"Sudah masuk dalam cicilan kan untuk 40 tahun pembayarannya dan sebetulnya sekarang belum masuk dalam pembayaran, masih ada grace period selama 10 tahun, baru nanti tahun ke-10 akan mulai pembayaran," katanya.
Perjanjian utang itu sudah sesuai dengan kesepakatan antara Pemerintah Indonesia dan Jepang, khususnya JICA.
"Tidak ada yang namanya keterlambatan pembayaran oleh pemerintah dan MRT Jakarta," kata dia.
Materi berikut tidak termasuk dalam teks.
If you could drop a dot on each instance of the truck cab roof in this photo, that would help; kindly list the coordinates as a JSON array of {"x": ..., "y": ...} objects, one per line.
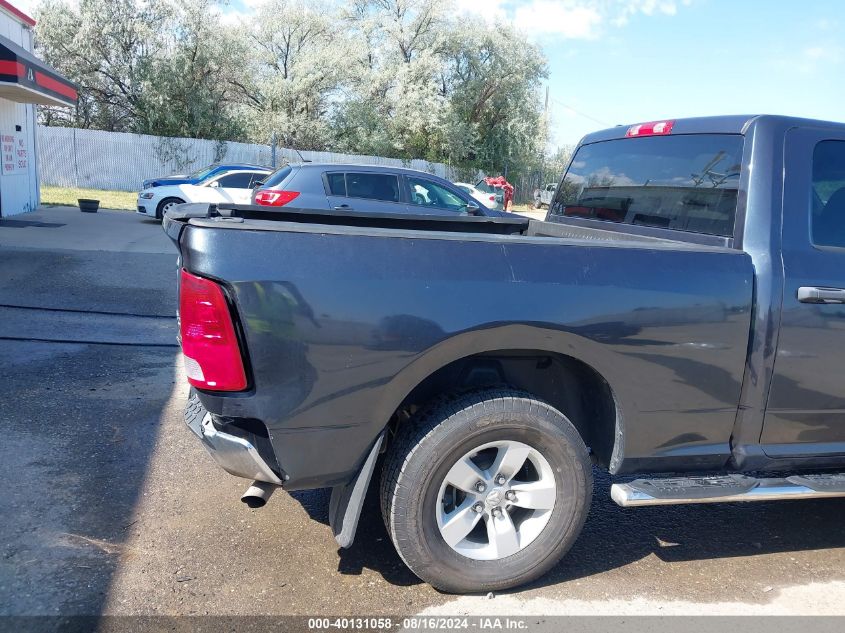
[{"x": 728, "y": 124}]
Baca juga: Utang MRT Jakarta ke Jepang Akan Lunas Dalam 40 Tahun
Direktur Keuangan PT MRT Jakarta Tuhiyat menjelaskan, awalnya pinjaman yang diajukan pemerintah ke JICA untuk Fase I sebesar 123,36 miliar yen atau Rp 14,2 triliun.
Namun, dalam prosesnya terdapat revisi desain guna menambah kemampuan daya tahan gempa, yaitu dari magnitudo 7 menjadi 9.
"Itu (penambahan biaya) yang dinamakan price adjusment dari variatif order karena kontraknya sifatnya design and build. Begitu sambil desain, sambil bangun, di lapangan ada regulasi baru," ungkap Tuhiyat.
Hal itulah yang akhirnya menyebabkan biaya pembangunan Fase I sepanjang 16 kilometer mencapai Rp 16 triliun.
Untuk Fase II, Pemerintah Indonesia meminjam 217 miliar yen atau setara Rp 25 triliun.
Baca juga: Biaya Proyek MRT Membengkak karena Penggunaan Baja Anti Gempa
Di fase II PT MRT Jakarta akan membangun receiving sub station atau gardu induk di kawasan Monas, Jakarta Pusat.
Kendati demikian, biaya yang sebenarnya dibutuhkan untuk pembangunannya sekitar Rp 22,5 triliun.
"Kenapa Rp 25 triliun? Karena yang Rp 2,5 triliun ini untuk membiayai kekurangan Fase 1," ujar dia.
Bunga yang harus dibayar pemerintah ke JICA pun relatif kecil, yakni hanya 0,01 persen. Hal itu disebabkan, saat pinjaman ditandatangani, commercial bank interest berkisar 3-4 pesen.
"Karena sifatnya tide loan, itu ada persyaratan. Kata Jepang, kontraktor harus dari kami, pemimpinnya Japan Company, enggak ada yang lain. Nah itu yang namanya tide, tapi itu sudah diambil pemerintah," ujarnya.
Baca juga: Apa Saja Kendala Penyelesaian Proyek MRT Jakarta?
Setelah proyek ini berjalan, kontraktor yang menagih pembayaran akan dikumpulkan seluruh bukti pekerjaannya.
Setelah itu, dilakukan proses verifikasi oleh tim gabungan dari MRT, Kementerian Perhubungan, dan Pemprov DKI. Hasil verifikasi tersebut akan dibawa pemerintah pusat untuk kemudian diserahkan ke pemerintah Jepang melalui JICA.
"Nanti JICA akan verifikasi lagi, lalu dia akan bayar langsung ke kontraktor. Uangnya enggak ada sama kami," kata Tuhiyat.